The bad news is that the battery would last maybe 45 minutes and they would cost oh, say, $10,000 a pair. 

I’m making those numbers up. The point is that we have the technology to create  great AI glasses, but need component shrinking, cost reductions and power efficiency on a whole new scale to make them viable in the market.

Huge strides have been made in the miniaturization of components, but more work remains. AR glasses need to fit all those electronic components into a regular-size frame. Even more difficult is keeping the weight down.

And while glasses must be made smaller and lighter, batteries must be bigger and more powerful. 

Even more challenging: Batteries need high energy density to provide sufficient power for the displays, processors and sensors in a compact form factor. Heat management is also an engineering challenge — the batteries can’t get hot because they’ll be right up against users’ temples. Companies are exploring advanced materials, like solid-state electrolytes and nano-materials. Big benefits could come from flexible and curved batteries for better integration into eyeglass frames. And technologies like solar cells or kinetic energy harvesting could help extend battery life. 

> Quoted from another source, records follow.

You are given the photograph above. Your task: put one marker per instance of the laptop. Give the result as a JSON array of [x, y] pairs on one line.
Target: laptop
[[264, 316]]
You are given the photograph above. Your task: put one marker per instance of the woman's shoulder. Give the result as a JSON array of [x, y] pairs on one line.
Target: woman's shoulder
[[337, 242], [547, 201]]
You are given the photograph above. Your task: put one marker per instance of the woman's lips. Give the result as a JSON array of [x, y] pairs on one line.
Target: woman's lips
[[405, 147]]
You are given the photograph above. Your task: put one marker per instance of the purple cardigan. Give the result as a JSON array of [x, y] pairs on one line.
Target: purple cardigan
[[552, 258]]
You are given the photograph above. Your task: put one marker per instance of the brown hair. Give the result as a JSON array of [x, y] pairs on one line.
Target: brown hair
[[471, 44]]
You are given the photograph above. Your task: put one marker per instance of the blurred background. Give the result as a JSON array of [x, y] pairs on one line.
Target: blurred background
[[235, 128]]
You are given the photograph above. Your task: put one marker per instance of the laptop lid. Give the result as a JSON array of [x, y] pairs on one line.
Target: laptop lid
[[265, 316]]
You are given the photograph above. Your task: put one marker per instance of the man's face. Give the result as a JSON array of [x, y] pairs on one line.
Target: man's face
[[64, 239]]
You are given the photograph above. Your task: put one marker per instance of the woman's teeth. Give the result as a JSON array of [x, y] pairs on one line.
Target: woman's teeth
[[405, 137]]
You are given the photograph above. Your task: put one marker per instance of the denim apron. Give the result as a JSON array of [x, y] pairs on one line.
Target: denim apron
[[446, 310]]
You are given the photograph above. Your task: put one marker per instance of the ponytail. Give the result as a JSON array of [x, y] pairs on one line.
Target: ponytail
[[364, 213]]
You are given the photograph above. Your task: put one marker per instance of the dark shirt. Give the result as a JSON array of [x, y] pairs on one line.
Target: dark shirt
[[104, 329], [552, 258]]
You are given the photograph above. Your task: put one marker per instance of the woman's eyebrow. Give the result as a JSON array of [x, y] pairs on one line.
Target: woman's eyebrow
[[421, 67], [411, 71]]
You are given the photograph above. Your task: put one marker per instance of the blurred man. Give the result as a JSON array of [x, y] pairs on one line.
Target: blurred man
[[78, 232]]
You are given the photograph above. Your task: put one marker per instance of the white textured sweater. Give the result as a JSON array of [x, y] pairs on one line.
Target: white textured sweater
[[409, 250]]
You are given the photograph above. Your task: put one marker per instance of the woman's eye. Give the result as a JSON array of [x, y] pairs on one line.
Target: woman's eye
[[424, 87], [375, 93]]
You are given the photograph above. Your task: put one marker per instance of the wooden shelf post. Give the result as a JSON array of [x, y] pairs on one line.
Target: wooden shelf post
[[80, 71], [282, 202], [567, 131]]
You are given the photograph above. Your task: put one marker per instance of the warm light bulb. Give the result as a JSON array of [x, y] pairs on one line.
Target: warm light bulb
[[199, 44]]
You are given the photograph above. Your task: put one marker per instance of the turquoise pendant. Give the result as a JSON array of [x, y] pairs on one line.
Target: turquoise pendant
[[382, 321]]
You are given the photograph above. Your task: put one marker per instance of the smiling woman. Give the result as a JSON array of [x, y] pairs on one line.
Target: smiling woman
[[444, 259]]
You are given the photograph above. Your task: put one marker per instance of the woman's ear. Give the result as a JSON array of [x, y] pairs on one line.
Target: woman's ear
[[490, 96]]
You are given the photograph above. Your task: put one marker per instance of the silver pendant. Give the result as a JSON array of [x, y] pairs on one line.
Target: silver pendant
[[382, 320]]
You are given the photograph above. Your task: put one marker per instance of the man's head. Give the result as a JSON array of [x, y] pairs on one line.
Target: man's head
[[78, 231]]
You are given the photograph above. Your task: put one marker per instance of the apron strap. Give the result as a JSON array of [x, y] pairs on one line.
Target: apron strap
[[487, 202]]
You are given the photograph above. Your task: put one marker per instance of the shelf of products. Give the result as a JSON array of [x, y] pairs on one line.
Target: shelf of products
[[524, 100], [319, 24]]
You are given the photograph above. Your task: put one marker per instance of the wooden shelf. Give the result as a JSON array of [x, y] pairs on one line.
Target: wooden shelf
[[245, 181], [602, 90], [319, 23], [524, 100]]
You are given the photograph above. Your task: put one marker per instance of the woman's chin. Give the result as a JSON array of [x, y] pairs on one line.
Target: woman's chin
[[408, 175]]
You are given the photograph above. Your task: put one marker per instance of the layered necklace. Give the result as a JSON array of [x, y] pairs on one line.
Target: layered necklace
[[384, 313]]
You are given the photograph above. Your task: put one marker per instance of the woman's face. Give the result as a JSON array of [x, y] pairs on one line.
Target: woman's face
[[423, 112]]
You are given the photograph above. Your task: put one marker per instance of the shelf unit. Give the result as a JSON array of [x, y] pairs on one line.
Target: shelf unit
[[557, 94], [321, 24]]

There are also qualitative hurdles to overcome. Light engines, which are the part of AR glasses that projects images onto lenses, tend to suffer from light leakage (where other people can see your screen and your glasses “light up” in low light), ghosting, rainbow artifacts, low resolution and more.

What’s interesting about the light engine component industry is that the major players — a group that includes Avegant, VitreaLab, Lumus and TriLite Technologies — are all working on the same problems, but with radically different approaches. For example, Avegant’s use of various display technologies and VCSEL contrasts with VitreaLab’s focus on quantum photonics and 3D waveguides. Lumus’s reflective waveguide technology differs from both, offering a unique method of image projection. TriLite’s laser beam scanning technology represents yet another distinct approach.

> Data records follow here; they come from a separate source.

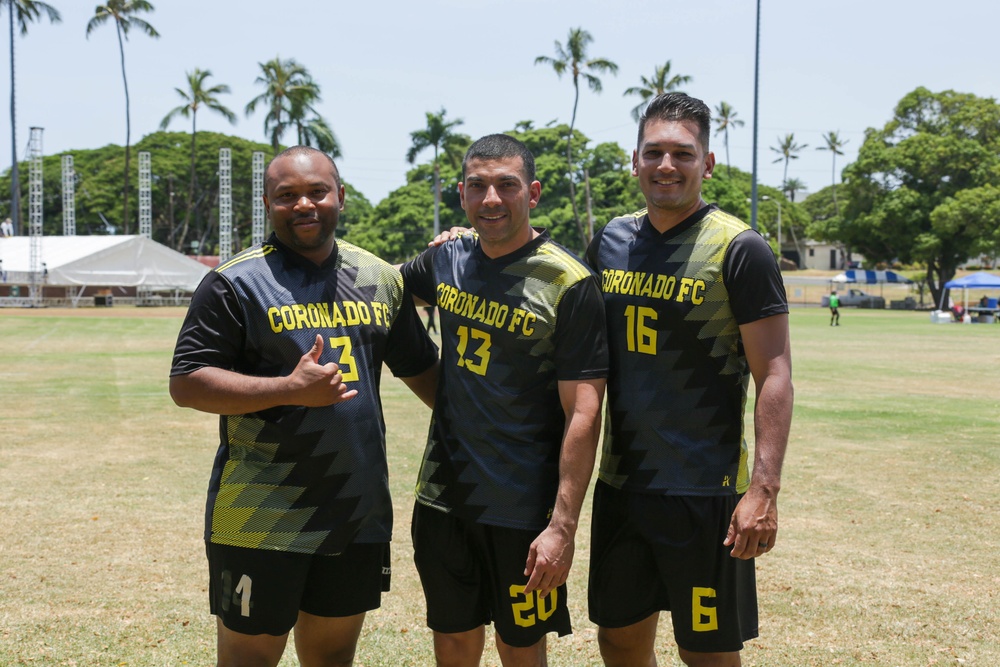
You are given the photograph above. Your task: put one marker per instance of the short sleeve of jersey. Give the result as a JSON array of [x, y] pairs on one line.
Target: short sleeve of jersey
[[409, 350], [213, 330], [582, 347], [753, 279], [418, 275]]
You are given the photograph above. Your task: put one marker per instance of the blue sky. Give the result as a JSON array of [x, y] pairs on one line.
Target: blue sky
[[381, 65]]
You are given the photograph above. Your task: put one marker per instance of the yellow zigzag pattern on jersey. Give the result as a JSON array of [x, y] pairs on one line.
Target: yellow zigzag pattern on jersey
[[372, 271], [242, 257]]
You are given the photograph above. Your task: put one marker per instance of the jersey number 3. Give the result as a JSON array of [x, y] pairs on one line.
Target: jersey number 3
[[347, 365]]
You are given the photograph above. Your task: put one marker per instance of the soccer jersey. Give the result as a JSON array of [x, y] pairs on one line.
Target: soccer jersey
[[678, 385], [292, 478], [511, 328]]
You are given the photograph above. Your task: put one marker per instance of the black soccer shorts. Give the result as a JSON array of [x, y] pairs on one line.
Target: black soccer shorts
[[473, 574], [259, 591], [653, 553]]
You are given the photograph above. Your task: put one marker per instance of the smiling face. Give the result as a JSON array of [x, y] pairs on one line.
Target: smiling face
[[303, 199], [670, 165], [497, 199]]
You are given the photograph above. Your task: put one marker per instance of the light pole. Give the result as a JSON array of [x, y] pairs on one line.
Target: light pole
[[778, 202], [756, 85]]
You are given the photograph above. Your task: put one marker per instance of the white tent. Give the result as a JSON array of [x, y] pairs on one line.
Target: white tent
[[103, 261]]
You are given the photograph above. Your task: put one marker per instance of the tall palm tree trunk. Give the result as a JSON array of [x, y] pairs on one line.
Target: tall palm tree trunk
[[437, 195], [833, 181], [15, 187], [725, 136], [569, 164], [191, 187], [128, 131]]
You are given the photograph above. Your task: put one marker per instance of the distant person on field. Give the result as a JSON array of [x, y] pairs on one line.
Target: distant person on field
[[286, 341]]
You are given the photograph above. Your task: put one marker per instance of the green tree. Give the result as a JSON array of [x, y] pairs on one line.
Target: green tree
[[123, 13], [196, 96], [787, 151], [22, 12], [573, 58], [289, 95], [834, 144], [923, 187], [725, 117], [438, 134], [661, 82], [314, 131]]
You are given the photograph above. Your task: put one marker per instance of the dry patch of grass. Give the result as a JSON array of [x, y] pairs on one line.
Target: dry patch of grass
[[890, 518]]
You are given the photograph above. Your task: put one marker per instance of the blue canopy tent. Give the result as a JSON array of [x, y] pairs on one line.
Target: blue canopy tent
[[871, 277], [978, 280]]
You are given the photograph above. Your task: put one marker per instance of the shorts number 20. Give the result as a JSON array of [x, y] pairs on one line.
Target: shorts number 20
[[531, 608]]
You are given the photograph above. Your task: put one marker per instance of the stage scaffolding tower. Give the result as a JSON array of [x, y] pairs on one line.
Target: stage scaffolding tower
[[258, 198], [145, 196], [35, 263], [143, 293], [69, 196], [225, 204]]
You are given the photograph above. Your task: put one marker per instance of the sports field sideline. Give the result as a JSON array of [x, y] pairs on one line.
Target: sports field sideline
[[888, 551]]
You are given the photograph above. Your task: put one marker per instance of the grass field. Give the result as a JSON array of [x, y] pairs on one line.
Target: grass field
[[888, 551]]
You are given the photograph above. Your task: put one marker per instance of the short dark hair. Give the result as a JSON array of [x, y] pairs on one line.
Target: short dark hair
[[292, 151], [498, 147], [678, 107]]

It will be interesting to see how these approaches shake out, and which approach offers the best combination of price, performance and size and weight.

So when do we all get all-day, everywhere AR glasses?

Following Zuckerberg’s maxim — “Let’s constrain the form factor to just something that looks great. And within that, let’s put in as much technology as we can” — we could see something creative from a major player soon.

As we learned with Ray-Ban Meta glasses, by making the right trade-offs, it’s possible to get a great, wearable product at low cost. The key now is adding a holographic display. 

One cost-cutting measure will be a display in one eye instead of two. Also: By offering visual elements sparingly, and mainly focusing on an audio interface, battery problems might be solved.

Another possibility — what if the display information showed only text and not pictures? I think most people would enjoy what might look like subtitles, offering language translation, contextual information, turn-by-turn directions and other information. Pictures and graphics can wait, if that improves battery life and cuts down on light engine problems like light leakage. 

Another shortcut is to offer just a heads-up display, rather than a display showing text and objects anchored in physical space — like Google Glass rather than Apple Vision Pro. 

And yet another point to consider is that AR glasses with holographic image capability don’t have to be as inexpensive as todays audio-only AI glasses. Ray-Ban Metas start at $300, but the right price for a great pair of AR glasses might be as much as $1,000.

The bottom line is that amazing AR glasses that look like ordinary eyeglasses are still coming. But truly high-quality, no-compromise devices won’t arrive anytime soon. It make take five years for more advanced developments in batteries, light engines, lenses and other components to be available at reasonable prices. 

In the meantime, the platform will benefit from creative trade-offs that provide something useful and appealing, though not perfect.

With the right combination components, persistent access to AI and glasses people really want to wear in public, Zuckerberg’s predictions about hundreds of millions of people wearing AR glasses might well turn out to be actually conservative.